Friday, November 15, 2024
32.0°F

Othello celebrates America

by Emry Dinman Staff Writer
| July 5, 2018 3:00 AM

When joggers wiped off the sweat from their 5k, 10k or 1-mile long Freedom Fun Runs, and yoga in the park finished stretching on, with a late-morning breakfast courtesy of the Othello Rotary club well digested, folks in Othello got down to serious business: parading down Main street.

The parade began at 10 a.m., and it seemed like every one of Othello’s 8,000 residents showed up to watch as fire trucks, police cars, floats and antique automobiles fanned down East Main Street. A police siren signaled to marchers that the time had come and five veterans heading the parade, local members of the Othello’s Robert F. Wiley Post No. 8889, began their march.

The parade was a sea of red, white and blue. Young bicyclists rode forward wearing hats, shirts, pants and socks all designed to look like the Star-Spangled Banner, while also waving anywhere from one to three American flags. The Othello High School cheer team danced and sang their way down the street, followed shortly by young women involved with AIM School and Gymnastics cartwheeling and spinning themselves on a high beam-mounted float.

Vintage cars carried area children down Main Street, and at least one kid rode shotgun in a police vehicle, waving at spectators while his chauffeur piped out Inner Circle’s “Bad Boys.” A handful of politicians, their cars decked out in election posters, joined area businesses and organizations in tossing candy to those lined along the sidewalk.
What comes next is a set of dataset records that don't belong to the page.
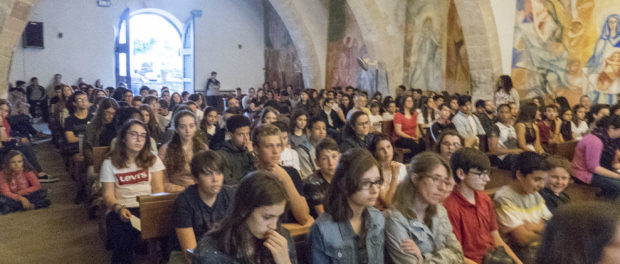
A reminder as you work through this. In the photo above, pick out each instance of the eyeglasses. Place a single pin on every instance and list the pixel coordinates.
(436, 179)
(365, 185)
(367, 123)
(448, 144)
(137, 135)
(480, 174)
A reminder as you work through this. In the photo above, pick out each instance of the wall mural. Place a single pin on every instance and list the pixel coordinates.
(282, 65)
(348, 59)
(568, 48)
(425, 44)
(457, 77)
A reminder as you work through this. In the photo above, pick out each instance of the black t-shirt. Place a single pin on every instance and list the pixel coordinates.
(76, 125)
(107, 134)
(191, 211)
(299, 185)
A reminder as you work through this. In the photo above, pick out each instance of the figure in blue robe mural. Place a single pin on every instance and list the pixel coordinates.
(603, 64)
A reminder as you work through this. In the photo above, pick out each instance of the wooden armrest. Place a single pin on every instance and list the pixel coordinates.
(156, 214)
(296, 229)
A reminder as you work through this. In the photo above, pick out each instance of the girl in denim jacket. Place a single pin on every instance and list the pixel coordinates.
(351, 229)
(417, 228)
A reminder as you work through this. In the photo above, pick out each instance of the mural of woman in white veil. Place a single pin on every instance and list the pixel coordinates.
(426, 69)
(603, 66)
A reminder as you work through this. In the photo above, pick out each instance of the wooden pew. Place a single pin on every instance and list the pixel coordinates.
(300, 236)
(156, 222)
(483, 143)
(498, 178)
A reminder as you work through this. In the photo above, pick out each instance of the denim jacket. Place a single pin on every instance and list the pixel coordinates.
(437, 244)
(333, 242)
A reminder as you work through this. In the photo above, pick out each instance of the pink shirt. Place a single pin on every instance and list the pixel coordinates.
(7, 127)
(408, 126)
(22, 184)
(587, 157)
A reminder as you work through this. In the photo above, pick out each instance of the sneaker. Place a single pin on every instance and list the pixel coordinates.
(47, 178)
(41, 135)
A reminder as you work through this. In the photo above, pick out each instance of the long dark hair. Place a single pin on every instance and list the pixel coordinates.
(375, 141)
(351, 166)
(203, 122)
(106, 103)
(119, 156)
(257, 189)
(447, 132)
(349, 126)
(293, 122)
(527, 113)
(152, 124)
(175, 157)
(402, 105)
(577, 234)
(426, 109)
(346, 108)
(575, 118)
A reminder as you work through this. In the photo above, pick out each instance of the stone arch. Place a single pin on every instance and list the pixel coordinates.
(13, 17)
(302, 40)
(482, 44)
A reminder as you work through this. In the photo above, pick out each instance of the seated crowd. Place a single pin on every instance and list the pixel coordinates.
(374, 180)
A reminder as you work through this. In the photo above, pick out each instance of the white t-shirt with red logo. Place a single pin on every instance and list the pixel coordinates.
(129, 182)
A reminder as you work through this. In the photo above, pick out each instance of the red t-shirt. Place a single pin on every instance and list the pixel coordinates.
(472, 224)
(545, 131)
(408, 126)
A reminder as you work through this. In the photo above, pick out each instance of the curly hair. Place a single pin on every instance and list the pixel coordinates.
(118, 155)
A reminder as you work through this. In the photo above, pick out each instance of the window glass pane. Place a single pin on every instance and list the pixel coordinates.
(122, 34)
(122, 64)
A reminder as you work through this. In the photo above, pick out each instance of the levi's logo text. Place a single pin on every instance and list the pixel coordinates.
(132, 177)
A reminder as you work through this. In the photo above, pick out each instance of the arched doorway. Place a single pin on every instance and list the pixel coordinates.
(154, 49)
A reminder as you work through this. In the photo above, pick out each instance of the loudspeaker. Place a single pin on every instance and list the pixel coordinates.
(33, 35)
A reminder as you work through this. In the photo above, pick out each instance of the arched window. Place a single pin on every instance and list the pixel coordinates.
(154, 49)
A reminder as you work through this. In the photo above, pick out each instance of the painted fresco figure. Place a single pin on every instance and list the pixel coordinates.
(603, 65)
(543, 52)
(426, 70)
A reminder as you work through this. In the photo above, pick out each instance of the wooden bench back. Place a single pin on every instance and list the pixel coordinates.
(300, 236)
(483, 143)
(565, 149)
(99, 156)
(156, 214)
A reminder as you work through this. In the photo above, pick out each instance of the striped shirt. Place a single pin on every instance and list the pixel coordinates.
(513, 209)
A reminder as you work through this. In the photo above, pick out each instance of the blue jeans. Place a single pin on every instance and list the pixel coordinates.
(610, 187)
(37, 198)
(122, 236)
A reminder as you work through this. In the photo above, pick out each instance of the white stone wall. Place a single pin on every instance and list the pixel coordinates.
(87, 47)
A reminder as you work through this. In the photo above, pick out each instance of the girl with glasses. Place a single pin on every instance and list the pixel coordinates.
(351, 229)
(417, 228)
(130, 170)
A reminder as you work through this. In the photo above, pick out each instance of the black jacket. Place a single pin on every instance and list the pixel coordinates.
(239, 162)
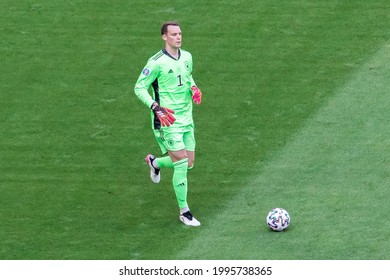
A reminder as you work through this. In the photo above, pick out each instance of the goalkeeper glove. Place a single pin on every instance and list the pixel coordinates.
(164, 115)
(196, 95)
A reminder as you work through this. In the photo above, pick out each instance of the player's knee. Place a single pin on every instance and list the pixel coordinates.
(191, 164)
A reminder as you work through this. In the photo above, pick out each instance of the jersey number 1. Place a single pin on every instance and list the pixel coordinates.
(180, 83)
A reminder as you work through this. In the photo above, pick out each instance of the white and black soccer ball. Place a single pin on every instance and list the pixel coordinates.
(278, 219)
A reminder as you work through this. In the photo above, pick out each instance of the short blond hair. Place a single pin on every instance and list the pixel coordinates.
(164, 27)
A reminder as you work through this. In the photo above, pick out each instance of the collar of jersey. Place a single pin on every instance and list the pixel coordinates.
(165, 52)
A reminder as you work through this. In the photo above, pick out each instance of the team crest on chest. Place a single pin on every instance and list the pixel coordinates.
(146, 72)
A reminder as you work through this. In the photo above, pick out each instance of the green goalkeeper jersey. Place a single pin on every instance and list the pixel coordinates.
(170, 80)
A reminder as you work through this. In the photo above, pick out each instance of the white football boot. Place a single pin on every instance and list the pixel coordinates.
(188, 219)
(154, 172)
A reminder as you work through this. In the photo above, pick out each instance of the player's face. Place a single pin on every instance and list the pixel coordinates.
(173, 36)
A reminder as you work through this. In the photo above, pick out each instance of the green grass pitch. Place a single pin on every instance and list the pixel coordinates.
(295, 114)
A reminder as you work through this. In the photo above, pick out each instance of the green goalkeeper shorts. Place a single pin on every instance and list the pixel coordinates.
(175, 138)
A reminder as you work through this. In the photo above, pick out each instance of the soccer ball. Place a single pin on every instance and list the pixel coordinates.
(278, 219)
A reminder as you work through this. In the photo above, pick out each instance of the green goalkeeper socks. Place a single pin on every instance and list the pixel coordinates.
(164, 162)
(180, 182)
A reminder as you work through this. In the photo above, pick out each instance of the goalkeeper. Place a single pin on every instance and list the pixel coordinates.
(168, 74)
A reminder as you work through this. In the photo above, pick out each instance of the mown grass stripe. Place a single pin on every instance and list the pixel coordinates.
(328, 177)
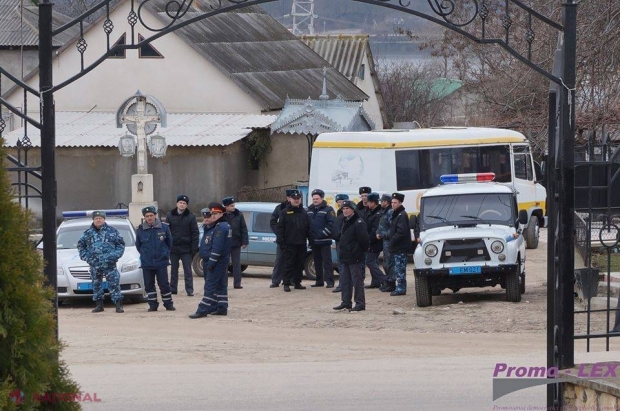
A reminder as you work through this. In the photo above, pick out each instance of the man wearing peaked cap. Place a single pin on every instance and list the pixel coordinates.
(292, 232)
(278, 268)
(240, 238)
(400, 243)
(154, 241)
(184, 229)
(101, 246)
(321, 218)
(215, 252)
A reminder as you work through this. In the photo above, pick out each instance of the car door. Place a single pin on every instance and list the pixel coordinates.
(262, 247)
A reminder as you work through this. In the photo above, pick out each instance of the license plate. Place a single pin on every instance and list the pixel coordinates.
(89, 286)
(465, 270)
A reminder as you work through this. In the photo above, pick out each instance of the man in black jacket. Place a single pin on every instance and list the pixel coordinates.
(373, 216)
(184, 229)
(351, 252)
(322, 219)
(278, 268)
(400, 243)
(292, 232)
(240, 238)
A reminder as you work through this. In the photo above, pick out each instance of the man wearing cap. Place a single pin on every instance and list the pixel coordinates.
(101, 246)
(240, 239)
(292, 231)
(351, 251)
(278, 268)
(383, 233)
(322, 218)
(340, 198)
(154, 241)
(184, 229)
(375, 247)
(215, 252)
(400, 243)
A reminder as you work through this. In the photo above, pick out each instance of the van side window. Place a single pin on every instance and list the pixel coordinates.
(261, 223)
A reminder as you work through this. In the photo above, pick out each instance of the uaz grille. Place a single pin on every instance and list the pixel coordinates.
(459, 251)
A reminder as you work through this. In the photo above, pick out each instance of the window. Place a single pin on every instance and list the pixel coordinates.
(261, 223)
(147, 51)
(119, 54)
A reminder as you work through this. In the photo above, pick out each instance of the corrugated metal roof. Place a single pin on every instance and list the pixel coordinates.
(344, 52)
(96, 129)
(259, 54)
(15, 31)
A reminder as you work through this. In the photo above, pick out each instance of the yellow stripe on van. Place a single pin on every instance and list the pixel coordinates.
(425, 143)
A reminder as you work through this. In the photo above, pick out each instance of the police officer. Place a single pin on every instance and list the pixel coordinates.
(373, 216)
(400, 243)
(383, 233)
(184, 229)
(292, 231)
(154, 241)
(278, 268)
(240, 239)
(215, 252)
(351, 251)
(322, 217)
(101, 246)
(340, 198)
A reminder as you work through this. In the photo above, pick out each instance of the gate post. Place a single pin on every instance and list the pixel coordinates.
(48, 148)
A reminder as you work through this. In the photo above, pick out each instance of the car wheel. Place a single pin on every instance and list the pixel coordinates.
(513, 288)
(197, 266)
(532, 232)
(309, 268)
(423, 293)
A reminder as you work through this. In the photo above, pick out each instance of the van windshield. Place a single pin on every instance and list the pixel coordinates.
(420, 169)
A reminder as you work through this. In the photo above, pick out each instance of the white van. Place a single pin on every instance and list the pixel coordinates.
(411, 161)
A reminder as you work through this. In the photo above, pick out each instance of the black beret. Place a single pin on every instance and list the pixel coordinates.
(98, 213)
(400, 197)
(349, 204)
(374, 197)
(319, 192)
(228, 201)
(149, 209)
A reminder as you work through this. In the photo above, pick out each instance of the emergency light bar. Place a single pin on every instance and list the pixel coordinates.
(467, 178)
(115, 212)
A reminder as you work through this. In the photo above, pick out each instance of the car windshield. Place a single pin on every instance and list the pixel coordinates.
(467, 209)
(68, 237)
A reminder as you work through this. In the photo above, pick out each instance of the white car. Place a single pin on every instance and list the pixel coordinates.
(471, 236)
(74, 274)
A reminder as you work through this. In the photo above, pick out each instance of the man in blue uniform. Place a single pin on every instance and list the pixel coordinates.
(215, 252)
(322, 217)
(154, 241)
(101, 246)
(240, 239)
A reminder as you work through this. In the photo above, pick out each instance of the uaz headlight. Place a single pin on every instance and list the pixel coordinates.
(431, 250)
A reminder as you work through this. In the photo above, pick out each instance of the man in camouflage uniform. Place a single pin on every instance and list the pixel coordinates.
(383, 233)
(101, 246)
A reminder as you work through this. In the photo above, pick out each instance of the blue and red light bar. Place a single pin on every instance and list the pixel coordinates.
(467, 178)
(115, 212)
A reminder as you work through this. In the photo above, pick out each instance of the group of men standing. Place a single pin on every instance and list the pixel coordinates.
(361, 232)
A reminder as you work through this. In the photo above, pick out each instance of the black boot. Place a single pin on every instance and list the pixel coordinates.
(99, 306)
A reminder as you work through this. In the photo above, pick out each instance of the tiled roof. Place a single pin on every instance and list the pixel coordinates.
(96, 129)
Children dashed into the street to gather up the celebratory lollipops and taffies, smiles splitting their faces. One or two adults may have done the same.

The parade ended a little over an hour later with the raising of the flag and a stirring rendition of the national anthem. Kids’ games and a pie eating contest followed from 1 p.m. onwards, with music and a performance by magician Joe Black spilling out into the late evening. The flag was lowered at 8 p.m., and fireworks were lit off at dusk.